Goals:
Appreciate the curse of dimensionality, and some of its consequences
See how the Laplace approximation can provide an approximate posterior PDF, in very convenient form
Gain a new appreciation for summary statistics, and see how ABC can provide an approximate posterior PDF despite the data likelihood never being computed
This term refers to any data set whose volume, velocity or variety is sufficiently high that we need to fundamentally change the way we approach it.
For example: SDSS gave astronomy a big data problem, in that we needed web-based SQL queries to allow us to make initial subsamples that we can work with. Before, we would have just downloaded the whole dataset.

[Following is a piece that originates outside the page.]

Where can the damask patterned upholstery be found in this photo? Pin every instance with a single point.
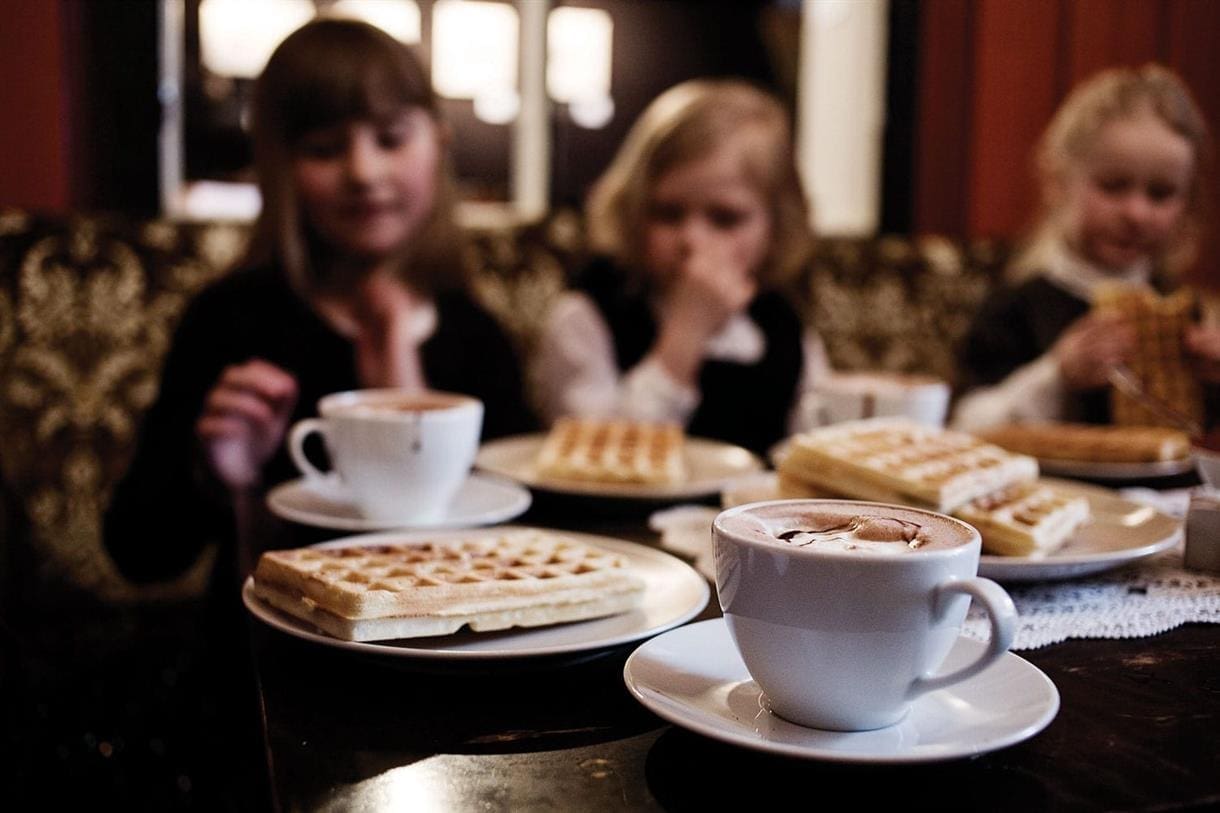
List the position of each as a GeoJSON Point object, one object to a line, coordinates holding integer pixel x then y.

Big datasets ought to support more interesting models of complex phenomena such as galaxy evolution, with many more parameters being able to be fitted.
The problem is that posterior characterization gets more difficult - quickly - when the dimensionality of the model parameter space increases.

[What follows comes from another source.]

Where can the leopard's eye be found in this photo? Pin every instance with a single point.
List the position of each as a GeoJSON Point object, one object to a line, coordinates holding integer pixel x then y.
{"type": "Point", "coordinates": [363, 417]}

We saw this when we abandoned simple grids for MCMC samples - but sampling can only get us so far
Consider an $N$-dimensional hypersphere of radius $R$. Derive an expression for the fraction of its volume contained in a surface shell of thickness 1% of $R$. What is this volume fraction if $N=3$? How about $N=100$? $N=10,000$?
NB. $(1−x)^N \approx e^{−Nx}$ when $Nx$ is large and x is small
"Dimensionality reduction" is an excellent practical way to avoid the curse.
What should we do if we don't know (or don't trust our model for) the sampling distribution of our data?
Model it in a flexible way (for more on this, see the lesson on "model-free models")
If we can generate mock data anyway - try ABC
ABC is a family of sampling methods all based on the idea that if we can generate a mock dataset that is close to the observed data, then the parameters of that model are approximately a plausible draw from the posterior PDF
The closer we get, the better the approximation
We are in this situation when the model is too complex to enable a likelihood to be evaluated (or even written down).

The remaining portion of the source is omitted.